Tajemnicze zniknięcie dokumentów z brytyjskiego archiwum narodowego

Według brytyjskiego dziennika „The Guardian” urzędnicy z brytyjskiego archiwum narodowego mieli zniszczyć kontrowersyjne dokumenty, a potem zgłosić je jako zaginione. Sprawa dotyczy dokumentów na temat wojny na Falklandach czy testów szczepionek na polio.

„Guardian” pisze, że tysiące rządowych dokumentów na temat najbardziej kontrowersyjnych epizodów z XX-wiecznej historii Wielkiej Brytanii zaginęło po tym jak z domeny publicznej usunęli je cywilni pracownicy archiwum państwowego, a potem zgłosili ich zaginięcie.

Dokumenty, o których mowa dotyczą wojny o Falklandy, którą Wielka Brytania toczyła z Argentyną, napiętej sytuacji w Irlandii Północnej czy listu Zinowiewa z 1924 roku, którym brytyjski wywiad MI6 próbował doprowadzić do upadku rządu laburzystów. Te i szereg innych wrażliwych dokumentów zaginęło w tajemniczych okolicznościach.

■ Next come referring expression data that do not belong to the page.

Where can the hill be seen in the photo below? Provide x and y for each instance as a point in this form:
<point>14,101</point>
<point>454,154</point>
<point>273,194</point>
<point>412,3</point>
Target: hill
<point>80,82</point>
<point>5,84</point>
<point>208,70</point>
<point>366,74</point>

Inne dokumenty dotyczą brytyjskiej administracji kolonialnej w Palestynie i testów szczepionki na polio. W sumie zaginionych dokumentów jest około 1000, które najpierw zostały usunięte z publicznego dostępu, a potem zgłoszono ich zaginięcie. Dokumenty dotyczące listu Zinowiewa zniknęły w całości, ale Home Office nie ujawnił dlaczego zostały zabrane i kiedy w ogóle zaginęły. Nie wiadomo także czy wykonano jakieś kopie tak wrażliwych i ważnych dokumentów.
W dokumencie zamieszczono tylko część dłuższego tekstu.